The Company maintains a 401(k) plan for qualified employees. The plan covers substantially all full-time employees of the Company who meet certain age and length of service requirements. There is no requirement for the Company to match employee contributions to the plan. The Company did not contribute to the plan during the years ended December 31, 2022 and 2021.

 

13. Subsequent Events

 

The Company has evaluated subsequent events occurring after the balance sheet date through the date of September 19, 2023, which is the date the financial statements were available to be issued.
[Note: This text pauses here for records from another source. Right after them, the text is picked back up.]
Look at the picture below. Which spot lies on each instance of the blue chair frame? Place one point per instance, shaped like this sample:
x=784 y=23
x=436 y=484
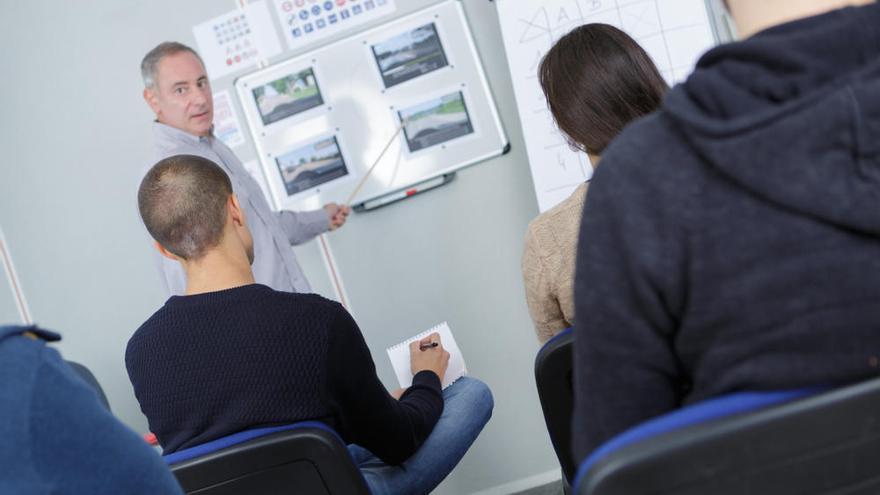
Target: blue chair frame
x=803 y=442
x=307 y=457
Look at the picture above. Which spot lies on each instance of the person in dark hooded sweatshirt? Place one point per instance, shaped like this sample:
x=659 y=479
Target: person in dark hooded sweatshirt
x=734 y=235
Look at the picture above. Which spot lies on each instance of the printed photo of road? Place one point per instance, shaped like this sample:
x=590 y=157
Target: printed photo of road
x=436 y=121
x=288 y=96
x=311 y=166
x=409 y=55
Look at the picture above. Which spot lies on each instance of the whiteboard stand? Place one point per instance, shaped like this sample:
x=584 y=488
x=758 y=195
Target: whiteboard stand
x=14 y=284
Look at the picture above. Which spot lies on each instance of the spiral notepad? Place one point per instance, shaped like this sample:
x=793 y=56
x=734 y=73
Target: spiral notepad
x=399 y=355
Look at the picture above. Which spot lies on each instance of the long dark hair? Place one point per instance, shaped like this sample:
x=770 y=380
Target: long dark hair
x=597 y=80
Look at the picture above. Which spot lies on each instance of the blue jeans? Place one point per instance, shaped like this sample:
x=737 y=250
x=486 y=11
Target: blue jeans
x=467 y=407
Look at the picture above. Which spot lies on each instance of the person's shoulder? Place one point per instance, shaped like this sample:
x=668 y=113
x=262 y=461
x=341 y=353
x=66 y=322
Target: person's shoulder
x=309 y=302
x=649 y=155
x=146 y=331
x=564 y=216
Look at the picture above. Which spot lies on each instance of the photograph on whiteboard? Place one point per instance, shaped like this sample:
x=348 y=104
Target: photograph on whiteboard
x=312 y=165
x=409 y=55
x=292 y=94
x=436 y=121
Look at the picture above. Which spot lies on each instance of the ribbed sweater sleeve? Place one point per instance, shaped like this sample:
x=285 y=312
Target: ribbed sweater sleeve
x=392 y=430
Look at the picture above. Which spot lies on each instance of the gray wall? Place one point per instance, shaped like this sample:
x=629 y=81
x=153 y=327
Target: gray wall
x=76 y=138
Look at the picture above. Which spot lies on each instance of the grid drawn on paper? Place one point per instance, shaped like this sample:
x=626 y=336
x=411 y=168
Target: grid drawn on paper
x=538 y=29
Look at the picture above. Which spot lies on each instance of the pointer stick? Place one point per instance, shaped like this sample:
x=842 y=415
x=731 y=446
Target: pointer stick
x=370 y=170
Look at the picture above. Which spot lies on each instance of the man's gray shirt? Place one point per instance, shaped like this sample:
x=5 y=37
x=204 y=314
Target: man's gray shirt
x=274 y=232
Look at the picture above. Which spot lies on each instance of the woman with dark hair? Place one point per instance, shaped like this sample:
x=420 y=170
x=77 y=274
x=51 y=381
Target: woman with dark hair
x=596 y=80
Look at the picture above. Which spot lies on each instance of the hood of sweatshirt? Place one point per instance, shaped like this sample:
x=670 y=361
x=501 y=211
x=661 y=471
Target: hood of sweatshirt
x=792 y=115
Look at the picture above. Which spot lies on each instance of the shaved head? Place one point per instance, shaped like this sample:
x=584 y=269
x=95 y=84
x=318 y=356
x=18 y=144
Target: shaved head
x=182 y=201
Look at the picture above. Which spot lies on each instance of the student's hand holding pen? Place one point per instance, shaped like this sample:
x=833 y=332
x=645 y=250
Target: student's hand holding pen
x=429 y=354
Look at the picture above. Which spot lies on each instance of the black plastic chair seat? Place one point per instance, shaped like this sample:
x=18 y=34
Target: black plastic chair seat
x=302 y=460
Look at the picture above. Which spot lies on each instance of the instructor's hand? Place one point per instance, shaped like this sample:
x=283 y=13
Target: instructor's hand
x=429 y=354
x=337 y=214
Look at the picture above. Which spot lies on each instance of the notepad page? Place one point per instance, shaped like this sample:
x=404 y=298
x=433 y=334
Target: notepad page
x=399 y=355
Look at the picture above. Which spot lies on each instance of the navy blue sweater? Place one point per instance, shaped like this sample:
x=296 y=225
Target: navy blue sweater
x=731 y=241
x=209 y=365
x=57 y=437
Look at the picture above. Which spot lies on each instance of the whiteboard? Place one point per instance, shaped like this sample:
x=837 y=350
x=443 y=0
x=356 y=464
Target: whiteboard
x=319 y=120
x=673 y=32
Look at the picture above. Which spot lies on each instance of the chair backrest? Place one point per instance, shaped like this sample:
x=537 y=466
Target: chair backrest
x=553 y=377
x=827 y=443
x=307 y=457
x=90 y=380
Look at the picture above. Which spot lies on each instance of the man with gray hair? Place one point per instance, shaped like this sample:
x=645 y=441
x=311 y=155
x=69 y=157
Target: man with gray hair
x=177 y=89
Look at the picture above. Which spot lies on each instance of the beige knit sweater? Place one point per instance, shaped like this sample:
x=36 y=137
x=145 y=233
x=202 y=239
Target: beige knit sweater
x=548 y=265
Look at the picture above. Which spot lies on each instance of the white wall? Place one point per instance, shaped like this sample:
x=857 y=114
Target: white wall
x=76 y=136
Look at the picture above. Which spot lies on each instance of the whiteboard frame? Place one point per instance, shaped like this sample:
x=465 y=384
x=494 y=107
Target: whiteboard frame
x=362 y=134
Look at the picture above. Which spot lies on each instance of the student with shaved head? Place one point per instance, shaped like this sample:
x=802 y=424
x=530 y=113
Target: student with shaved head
x=231 y=354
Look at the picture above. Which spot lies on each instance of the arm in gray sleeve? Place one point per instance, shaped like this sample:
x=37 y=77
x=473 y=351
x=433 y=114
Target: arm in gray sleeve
x=303 y=226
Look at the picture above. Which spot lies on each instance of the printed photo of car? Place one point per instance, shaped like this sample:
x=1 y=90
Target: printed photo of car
x=311 y=165
x=287 y=96
x=436 y=121
x=409 y=55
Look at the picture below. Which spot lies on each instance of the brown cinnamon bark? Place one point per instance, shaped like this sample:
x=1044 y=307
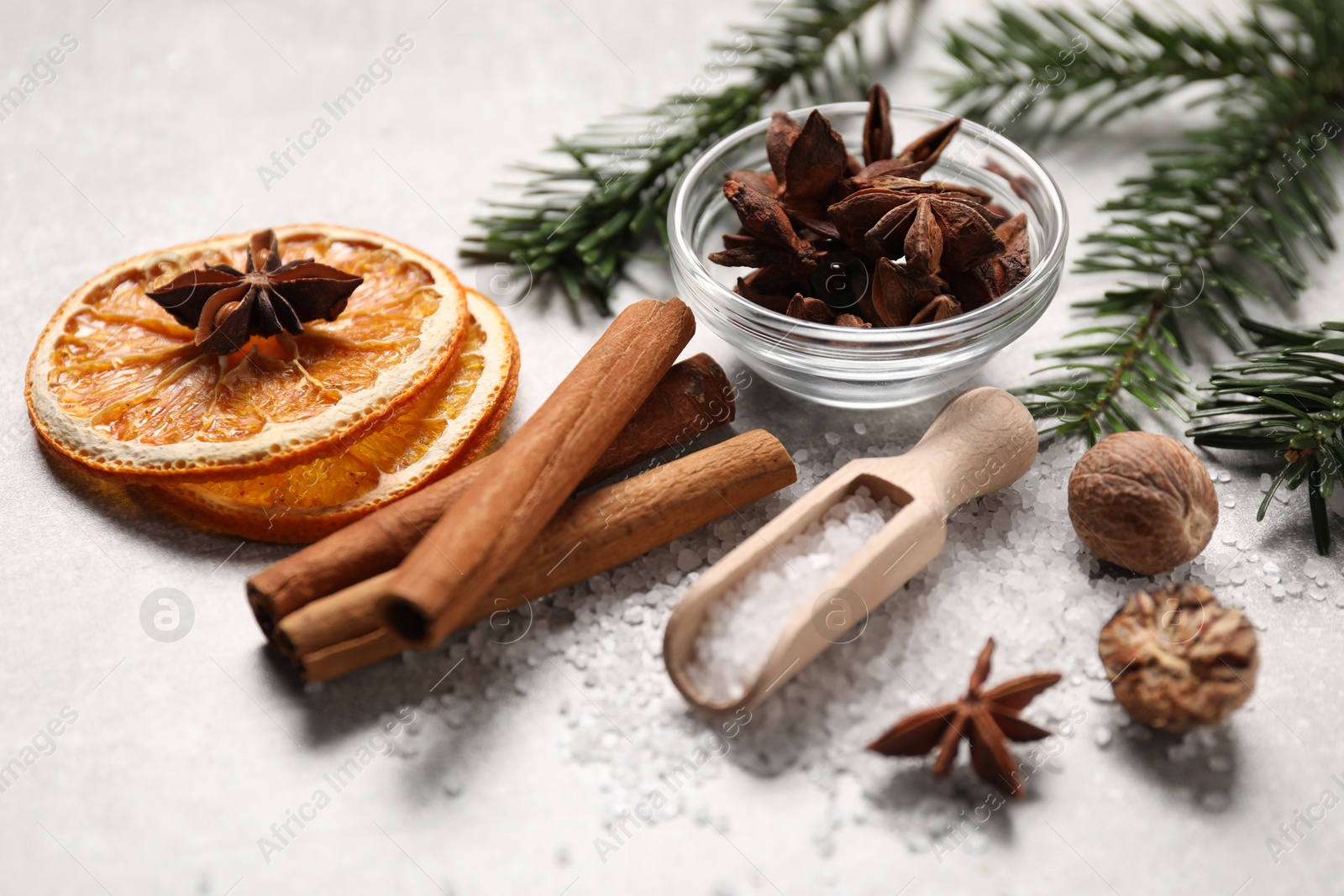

Based on this evaluation, the Company has determined the following subsequent events have occurred which require disclosure in the financial statements.

 

On September 18, 2023, the Company entered into an Asset Purchase Agreement (the “Asset Purchase Agreement”) wherein the Company was acquired by Precision Pathology Laboratory Services, LLC, a Texas limited liability company (“PPLS”), that is a wholly owned subsidiary of bioAffinity Technologies, Inc. (“bioAffinity”). Pursuant to the terms of the Asset Purchase Agreement the Company received $3,500,000 in consideration for the assets to be purchased by PPLS, of which $1,000,000 was paid by the issuance of 564,972 shares of bioAffinity’s restricted Common Stock to a trust controlled by Dr. Joyce (the “Joyce Trust”), which share number was based on the average of the trading day closing prices of bioAffinity for the 30 days prior to September 15, 2023, rounded to the nearest whole share.